Chaudhary then appealed to the SC against the decision of the High Court. While hearing the petition, the summary judgment of the Supreme Court states, "In the case of the other defendants, their appeal to be acquitted of the charges cannot be accepted.”
The government is also going to make a legal arrangement to withdraw their criminal cases. The Nagarik Unmukti Party (NUP), which won four seats in the House of Representatives in the elections held last November and became the ninth party, joined the government on the condition that Chaudhary be released.

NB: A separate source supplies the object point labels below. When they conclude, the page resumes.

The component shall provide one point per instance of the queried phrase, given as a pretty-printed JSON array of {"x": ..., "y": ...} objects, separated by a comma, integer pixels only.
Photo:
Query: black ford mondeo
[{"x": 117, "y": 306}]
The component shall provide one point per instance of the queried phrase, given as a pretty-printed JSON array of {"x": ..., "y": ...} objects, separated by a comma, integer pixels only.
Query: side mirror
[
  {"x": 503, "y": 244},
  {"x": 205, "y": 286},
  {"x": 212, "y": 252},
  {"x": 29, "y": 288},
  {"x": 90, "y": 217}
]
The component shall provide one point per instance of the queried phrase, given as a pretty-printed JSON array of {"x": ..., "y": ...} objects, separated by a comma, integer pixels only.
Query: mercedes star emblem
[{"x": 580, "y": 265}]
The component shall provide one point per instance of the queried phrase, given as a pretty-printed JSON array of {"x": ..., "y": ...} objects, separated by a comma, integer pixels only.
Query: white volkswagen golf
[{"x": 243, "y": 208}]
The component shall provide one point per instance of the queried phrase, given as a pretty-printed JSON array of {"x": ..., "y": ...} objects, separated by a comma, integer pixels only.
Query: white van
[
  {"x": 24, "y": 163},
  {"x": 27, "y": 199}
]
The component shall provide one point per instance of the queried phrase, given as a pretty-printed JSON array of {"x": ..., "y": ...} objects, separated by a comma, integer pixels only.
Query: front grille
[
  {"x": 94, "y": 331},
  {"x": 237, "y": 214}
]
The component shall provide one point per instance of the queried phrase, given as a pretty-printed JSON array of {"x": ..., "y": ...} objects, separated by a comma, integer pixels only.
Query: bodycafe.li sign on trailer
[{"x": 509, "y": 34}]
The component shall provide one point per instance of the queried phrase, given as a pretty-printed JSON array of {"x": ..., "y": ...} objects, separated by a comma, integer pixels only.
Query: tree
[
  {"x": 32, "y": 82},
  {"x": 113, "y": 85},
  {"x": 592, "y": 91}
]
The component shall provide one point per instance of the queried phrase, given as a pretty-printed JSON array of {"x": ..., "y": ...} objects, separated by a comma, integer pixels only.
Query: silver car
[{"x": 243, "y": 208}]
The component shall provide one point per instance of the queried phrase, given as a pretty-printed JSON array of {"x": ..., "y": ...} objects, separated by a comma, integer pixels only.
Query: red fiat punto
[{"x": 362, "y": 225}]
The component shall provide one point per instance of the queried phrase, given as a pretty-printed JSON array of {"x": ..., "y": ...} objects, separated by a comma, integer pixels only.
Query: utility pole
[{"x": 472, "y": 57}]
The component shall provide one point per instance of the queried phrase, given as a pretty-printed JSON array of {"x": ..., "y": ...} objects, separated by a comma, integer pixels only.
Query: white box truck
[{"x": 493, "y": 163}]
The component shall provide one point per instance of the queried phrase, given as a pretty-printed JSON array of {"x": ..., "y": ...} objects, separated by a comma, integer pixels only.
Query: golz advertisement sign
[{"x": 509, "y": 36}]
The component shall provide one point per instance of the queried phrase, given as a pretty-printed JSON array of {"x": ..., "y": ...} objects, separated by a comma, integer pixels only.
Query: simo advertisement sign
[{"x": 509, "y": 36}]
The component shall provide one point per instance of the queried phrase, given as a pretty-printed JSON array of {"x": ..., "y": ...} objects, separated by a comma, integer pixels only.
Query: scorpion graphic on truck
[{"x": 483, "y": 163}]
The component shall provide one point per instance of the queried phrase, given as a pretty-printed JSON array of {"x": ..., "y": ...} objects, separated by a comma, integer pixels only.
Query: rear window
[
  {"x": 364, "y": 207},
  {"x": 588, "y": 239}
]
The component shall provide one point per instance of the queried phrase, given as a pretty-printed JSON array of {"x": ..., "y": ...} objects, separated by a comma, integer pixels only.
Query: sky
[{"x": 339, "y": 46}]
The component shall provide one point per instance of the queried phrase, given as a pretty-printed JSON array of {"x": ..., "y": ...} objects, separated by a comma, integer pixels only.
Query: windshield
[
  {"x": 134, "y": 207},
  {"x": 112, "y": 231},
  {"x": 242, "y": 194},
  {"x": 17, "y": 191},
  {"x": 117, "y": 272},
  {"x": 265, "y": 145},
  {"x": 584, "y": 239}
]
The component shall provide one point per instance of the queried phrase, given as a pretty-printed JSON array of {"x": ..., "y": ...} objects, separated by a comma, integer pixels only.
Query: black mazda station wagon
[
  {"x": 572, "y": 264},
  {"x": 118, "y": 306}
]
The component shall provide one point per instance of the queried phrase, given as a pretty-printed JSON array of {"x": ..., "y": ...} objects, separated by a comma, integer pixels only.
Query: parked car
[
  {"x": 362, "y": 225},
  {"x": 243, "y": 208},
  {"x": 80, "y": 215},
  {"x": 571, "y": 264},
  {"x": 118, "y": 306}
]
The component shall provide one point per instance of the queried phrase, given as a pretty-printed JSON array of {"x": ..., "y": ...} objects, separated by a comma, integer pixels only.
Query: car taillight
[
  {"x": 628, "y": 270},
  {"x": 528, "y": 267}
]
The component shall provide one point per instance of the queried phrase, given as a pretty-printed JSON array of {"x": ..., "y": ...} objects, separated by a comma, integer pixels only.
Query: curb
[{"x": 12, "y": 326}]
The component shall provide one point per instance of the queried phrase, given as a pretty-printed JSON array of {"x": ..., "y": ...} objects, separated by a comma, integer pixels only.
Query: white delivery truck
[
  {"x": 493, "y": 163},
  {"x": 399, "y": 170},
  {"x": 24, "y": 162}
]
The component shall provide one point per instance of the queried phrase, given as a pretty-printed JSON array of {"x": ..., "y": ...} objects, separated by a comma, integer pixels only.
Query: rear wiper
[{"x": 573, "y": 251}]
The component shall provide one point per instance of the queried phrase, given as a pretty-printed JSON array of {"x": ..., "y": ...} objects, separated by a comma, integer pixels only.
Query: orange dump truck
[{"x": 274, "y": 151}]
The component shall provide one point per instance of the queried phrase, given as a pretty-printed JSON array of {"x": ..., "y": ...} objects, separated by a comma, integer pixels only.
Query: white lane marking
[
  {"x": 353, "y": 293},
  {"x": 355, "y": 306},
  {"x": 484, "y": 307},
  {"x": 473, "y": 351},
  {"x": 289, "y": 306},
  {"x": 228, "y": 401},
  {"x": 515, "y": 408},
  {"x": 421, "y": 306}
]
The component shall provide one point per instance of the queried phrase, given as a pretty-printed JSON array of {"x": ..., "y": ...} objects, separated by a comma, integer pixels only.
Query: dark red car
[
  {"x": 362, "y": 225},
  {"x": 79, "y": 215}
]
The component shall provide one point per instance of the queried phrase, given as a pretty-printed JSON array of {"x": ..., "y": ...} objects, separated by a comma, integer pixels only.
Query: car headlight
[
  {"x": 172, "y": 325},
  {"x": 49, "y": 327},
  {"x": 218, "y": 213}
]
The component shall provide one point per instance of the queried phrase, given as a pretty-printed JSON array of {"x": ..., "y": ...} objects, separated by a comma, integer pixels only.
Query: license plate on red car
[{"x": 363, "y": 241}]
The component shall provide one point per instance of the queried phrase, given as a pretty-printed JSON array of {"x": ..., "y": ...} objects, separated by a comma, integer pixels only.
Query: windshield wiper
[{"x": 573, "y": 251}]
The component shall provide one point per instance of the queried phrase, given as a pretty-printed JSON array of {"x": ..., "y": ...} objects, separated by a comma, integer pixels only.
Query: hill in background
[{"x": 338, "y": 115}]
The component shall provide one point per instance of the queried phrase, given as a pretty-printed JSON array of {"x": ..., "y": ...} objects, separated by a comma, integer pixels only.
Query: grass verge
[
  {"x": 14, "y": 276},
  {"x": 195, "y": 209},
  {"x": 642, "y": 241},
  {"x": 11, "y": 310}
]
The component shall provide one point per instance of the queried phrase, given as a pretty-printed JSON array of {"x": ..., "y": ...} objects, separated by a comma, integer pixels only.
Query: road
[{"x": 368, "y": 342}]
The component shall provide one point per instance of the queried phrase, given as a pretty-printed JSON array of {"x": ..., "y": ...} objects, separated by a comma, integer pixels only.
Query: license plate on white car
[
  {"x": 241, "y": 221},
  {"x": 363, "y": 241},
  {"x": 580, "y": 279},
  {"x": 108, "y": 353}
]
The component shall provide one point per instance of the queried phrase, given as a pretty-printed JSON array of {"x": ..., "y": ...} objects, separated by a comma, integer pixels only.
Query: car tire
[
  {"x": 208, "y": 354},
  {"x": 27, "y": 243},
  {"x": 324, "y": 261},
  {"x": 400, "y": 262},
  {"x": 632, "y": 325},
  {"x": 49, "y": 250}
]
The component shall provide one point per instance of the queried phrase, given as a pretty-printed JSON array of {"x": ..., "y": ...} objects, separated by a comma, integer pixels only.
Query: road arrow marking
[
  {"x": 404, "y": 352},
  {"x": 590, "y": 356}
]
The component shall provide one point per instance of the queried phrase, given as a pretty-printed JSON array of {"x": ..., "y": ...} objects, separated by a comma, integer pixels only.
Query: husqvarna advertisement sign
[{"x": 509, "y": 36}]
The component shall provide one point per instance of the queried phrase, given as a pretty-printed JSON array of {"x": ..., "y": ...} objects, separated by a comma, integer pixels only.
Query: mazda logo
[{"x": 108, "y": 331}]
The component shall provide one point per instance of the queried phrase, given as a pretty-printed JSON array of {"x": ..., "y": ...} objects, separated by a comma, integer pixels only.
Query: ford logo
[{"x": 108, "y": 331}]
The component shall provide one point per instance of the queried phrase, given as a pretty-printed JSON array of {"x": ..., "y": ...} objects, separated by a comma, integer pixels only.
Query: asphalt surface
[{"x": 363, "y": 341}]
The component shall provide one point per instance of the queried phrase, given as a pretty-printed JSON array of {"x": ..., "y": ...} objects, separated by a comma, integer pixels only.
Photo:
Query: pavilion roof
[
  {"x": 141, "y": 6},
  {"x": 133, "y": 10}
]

In the Pushpa Kamal Dahal-led government, Ranjita Shrestha, spouse of Resham Chaudhary, is the Minister for Land Management, Cooperatives and Poverty Alleviation.
Chaudhary was the mastermind of the Tikapur (Kailali) carnage that took place on August 17, 2015. The agitating Tharu activists had brutally killed eight people including Senior Superintendent of Police (SSP) Lakshman Neupane, who was the head of the then Seti Zone at the time, five members of the Nepal Police, two members of the Armed Police Force and one infant.
The decision of the President’s office comes after the wife of the policeman who lost his life in the Tikapur incident filed a petition in the Office of President not to grant amnesty to Resham Chaudhary.
Sharada Kadayat Bohra, wife of police inspector Keshav Bohora, who lost his life in the incident, submitted a petition to the President's Office on Friday. As soon as the news came out that the government is preparing to pardon the rest of the prison sentence of former lawmaker Resham Chaudhary, Bohara reached the President's Office with a petition.